When it comes to American intervention in Yemen, even the United Nations is appalled at how American policy has contributed to wide-spread genocide and mass starvation in the small African nation.
“We are witnessing the starving and crippling of an entire generation,” noted United Nations Secretary-General Antonio Guterres this past week. “We must act now to save lives.”
While the United Nations has successfully raised nearly half of the $2.1 billion sought for relief efforts, statements from UNICEF and the World Food Program note the growing program in Yemen, where nearly 7 million people live in abject poverty, “not knowing where their next meal will come from and in desperate need of food assistance.”
“If we act now, many lives could be saved in Yemen. We call on the international community to urgently provide us with sufficient funding and to help us avert famine across Yemen,” said WFP’s Muhannad Hadi, according to the statement.
What’s mostly left unsaid, however, is the United States’ role in the ongoing Yemeni tragedy.
In particular, Saudi interference in the region has been, in large part, aided by American efforts. Notes investigative journalist Gareth Porter, the “war strategy of maximizing pressure on the Houthi resistance by destroying agricultural, health and transportation infrastructure and by choking off access to food and fuel for most of Yemen’s population” has resulted in terrible genocide via starvation. At the same time, he says, the United States has “played a crucial role in enabling the Saudi strategy responsible” for the crisis faced in Yemen today.

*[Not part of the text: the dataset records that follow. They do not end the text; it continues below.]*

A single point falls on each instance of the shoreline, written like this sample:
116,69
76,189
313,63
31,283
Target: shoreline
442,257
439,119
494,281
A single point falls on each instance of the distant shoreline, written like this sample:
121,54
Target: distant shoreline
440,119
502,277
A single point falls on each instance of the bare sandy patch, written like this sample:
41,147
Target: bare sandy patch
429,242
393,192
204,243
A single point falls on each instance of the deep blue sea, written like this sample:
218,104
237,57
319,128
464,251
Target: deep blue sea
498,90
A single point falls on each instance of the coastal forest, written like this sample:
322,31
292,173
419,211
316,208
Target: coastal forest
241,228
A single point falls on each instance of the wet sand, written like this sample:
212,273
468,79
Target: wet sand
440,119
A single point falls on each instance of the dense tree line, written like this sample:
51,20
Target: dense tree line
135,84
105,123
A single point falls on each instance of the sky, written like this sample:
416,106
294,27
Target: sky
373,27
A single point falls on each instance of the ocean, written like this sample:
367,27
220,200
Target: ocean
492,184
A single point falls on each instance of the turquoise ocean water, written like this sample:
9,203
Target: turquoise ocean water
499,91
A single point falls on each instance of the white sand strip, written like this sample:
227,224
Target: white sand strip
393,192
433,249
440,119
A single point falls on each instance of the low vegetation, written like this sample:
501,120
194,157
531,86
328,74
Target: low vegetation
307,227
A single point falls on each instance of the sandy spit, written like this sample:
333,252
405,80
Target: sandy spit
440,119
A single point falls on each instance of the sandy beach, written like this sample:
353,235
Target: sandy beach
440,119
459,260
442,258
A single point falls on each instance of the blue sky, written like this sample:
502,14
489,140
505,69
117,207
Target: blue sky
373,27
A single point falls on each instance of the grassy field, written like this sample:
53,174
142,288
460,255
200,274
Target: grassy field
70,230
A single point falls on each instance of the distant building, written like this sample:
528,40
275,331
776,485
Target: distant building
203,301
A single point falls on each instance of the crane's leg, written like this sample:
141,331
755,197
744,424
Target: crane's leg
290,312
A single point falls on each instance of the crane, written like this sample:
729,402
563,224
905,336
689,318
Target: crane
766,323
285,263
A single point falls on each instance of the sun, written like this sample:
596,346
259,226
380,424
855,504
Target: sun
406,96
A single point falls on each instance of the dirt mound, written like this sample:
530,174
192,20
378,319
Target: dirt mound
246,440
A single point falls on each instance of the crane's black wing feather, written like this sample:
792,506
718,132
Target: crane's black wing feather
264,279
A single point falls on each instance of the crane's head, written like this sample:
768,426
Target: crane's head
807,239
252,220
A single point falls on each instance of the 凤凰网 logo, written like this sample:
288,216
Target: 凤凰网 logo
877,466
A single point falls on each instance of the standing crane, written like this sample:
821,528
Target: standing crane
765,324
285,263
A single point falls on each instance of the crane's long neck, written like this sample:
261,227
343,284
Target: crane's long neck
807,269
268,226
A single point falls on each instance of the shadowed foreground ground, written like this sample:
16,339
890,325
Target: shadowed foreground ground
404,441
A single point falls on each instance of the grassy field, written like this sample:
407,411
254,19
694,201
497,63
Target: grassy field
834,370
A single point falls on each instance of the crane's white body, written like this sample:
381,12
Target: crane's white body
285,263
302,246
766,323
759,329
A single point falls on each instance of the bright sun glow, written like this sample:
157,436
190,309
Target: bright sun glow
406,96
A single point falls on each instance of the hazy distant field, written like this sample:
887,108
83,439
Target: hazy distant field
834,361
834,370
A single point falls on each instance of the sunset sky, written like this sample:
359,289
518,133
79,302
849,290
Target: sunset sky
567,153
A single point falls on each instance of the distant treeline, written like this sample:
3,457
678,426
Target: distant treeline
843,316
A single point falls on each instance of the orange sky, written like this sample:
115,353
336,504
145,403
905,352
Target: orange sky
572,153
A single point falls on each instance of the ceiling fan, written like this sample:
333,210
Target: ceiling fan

American policy has been one of, if not outright support for Saudi efforts bombing Yemen, then at the very least implicit in providing diplomatic cover. While the Obama administration at least gave lip service to the idea of defending Yemen, noting that Saudi efforts to control Hodeidah and the Red Sea coast would likely worsen the humanitarian crisis, the Trump administration has openly supported the Saudi offensive that is resulting in the deaths of thousands upon thousands of Yemeni civilians.
While in 2015 the UN Security Council called for “humanitarian pauses” in the Yemeni conflict, objections from the Saudi contingent were supported by the United States, and as such, the mandate failed. As a result, Porter notes, the Saudi strategy “included not only bombing raids that targeted Yemen’s fragile infrastructure for transportation, food production and medical care, but a naval blockade, ostensibly to prevent any arms from reaching Yemen, but also clearly intended to limit severely the population’s access to foodstuffs and fuel.”
Again in February 2016, humanitarian measures were proposed by the Security Council, and again, those initiatives failed.
Now the Trump administration has made it clear, as has new Defense Secretary James Mattis, American policy will be to support Saudi bombing in Yemen, notes The Hill, effectively guaranteeing the deaths of thousands more Yemeni civilians.
Apparently retaining access to Saudi oil is more important to American policy than civilian lives.